Sorry for posting again but i have to add (Since im actually pretty damn pissed off now) why do vendors not test the batteries they stock and also look at these things. Should they not be the ones that inform us or newbies on what would be better. My first battery was an efest, probably when they where still using good cells but i got smarter on what gear i use so that i dont blow my face or hands off.

Most vendors have been around long enough now to have some spare cash to test these things for us and guide is in the right direction, but im starting to get the feeling that some are in the business of making money not clouds.


----------



## Ernest

Thanks, just in time. I was about to get two of them.


----------



## blujeenz

Drmzindec said:


> Sorry for posting again but i have to add (Since im actually pretty damn pissed off now) why do vendors not test the batteries they stock and also look at these things. Should they not be the ones that inform us or newbies on what would be better. My first battery was an efest, probably when they where still using good cells but i got smarter on what gear i use so that i dont blow my face or hands off.
> 
> Most vendors have been around long enough now to have some spare cash to test these things for us and guide is in the right direction, but im starting to get the feeling that some are in the business of making money not clouds.



In defence of vendors, its a *very different *skillset needed to properly check batteries, Im guessing most vendors had vaping as an initial passion with very good business management/ sales/ marketing skillsets.
I dont see an individual like Mooch with his very technical skillset ever running or starting up a Vape King or Sir Vape etc.

Its not just a simple purchase of a battery tester with performance load capabilities, otherwise we'd all have one sitting next to our coil jig and omnitester.

Reactions: Agree 5


----------



## korn1

Drmzindec said:


> Sorry for posting again but i have to add (Since im actually pretty damn pissed off now) why do vendors not test the batteries they stock and also look at these things.
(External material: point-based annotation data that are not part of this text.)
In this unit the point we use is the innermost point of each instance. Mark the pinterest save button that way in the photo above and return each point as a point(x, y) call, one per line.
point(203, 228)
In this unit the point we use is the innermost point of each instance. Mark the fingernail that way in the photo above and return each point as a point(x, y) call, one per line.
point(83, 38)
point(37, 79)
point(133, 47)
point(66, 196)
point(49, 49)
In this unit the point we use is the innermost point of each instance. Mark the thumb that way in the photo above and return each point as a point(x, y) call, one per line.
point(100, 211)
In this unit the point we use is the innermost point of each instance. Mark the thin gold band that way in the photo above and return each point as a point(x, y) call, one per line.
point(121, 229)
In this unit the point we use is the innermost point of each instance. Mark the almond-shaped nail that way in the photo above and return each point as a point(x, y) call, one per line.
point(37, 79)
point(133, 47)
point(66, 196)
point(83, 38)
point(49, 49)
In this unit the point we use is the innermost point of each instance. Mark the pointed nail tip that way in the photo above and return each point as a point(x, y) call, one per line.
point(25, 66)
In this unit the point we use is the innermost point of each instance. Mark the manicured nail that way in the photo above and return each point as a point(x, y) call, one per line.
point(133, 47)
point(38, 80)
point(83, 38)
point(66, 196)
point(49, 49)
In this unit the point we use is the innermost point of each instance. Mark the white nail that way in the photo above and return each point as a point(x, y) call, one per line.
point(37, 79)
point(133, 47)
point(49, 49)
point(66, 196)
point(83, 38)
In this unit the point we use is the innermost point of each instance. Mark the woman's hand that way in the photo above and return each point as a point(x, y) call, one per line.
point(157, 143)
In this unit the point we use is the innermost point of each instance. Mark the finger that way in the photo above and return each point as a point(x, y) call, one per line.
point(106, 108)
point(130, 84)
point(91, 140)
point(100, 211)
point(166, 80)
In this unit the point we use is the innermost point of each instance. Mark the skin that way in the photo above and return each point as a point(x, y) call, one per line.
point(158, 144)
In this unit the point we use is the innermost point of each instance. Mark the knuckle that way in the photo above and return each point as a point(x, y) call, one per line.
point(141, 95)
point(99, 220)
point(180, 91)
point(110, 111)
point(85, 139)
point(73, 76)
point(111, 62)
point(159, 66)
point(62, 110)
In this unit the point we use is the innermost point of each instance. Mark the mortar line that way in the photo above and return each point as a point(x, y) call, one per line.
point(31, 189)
Should they not be the ones that inform us or newbies on what would be better. My first battery was an efest, probably when they where still using good cells but i got smarter on what gear i use so that i dont blow my face or hands off.
> 
> Most vendors have been around long enough now to have some spare cash to test these things for us and guide is in the right direction, but im starting to get the feeling that some are in the business of making money not clouds.



Would be nice if they did but we must remember they trust the manufacturers like we do


----------



## Tom. F

Drmzindec said:


> I knew there was something funny about this battery, i just felt it in my gut!
> And the guys at Vapemob swore his life that this battery is the best and nothing will beat it! LOL!
> 
> Thanks for the post and information, this is great to know and i think that this will be the end of efest batteries.


To shoot down the vendor is unfair I think. Unless of course in the case where they were notified of the change, which I have doubts about. Many people have found a lot of joy from these efests prior to this despite the few incidents we have all heard of. Personally, I have never bought or used an efest and after hearing this I sure as hell never will. If this report is true this will be so damn hurtful to the vaping community. What were they thinking?

Reactions: Agree 4


----------



## Andre

Have not bought Efests for some time. Now I never will.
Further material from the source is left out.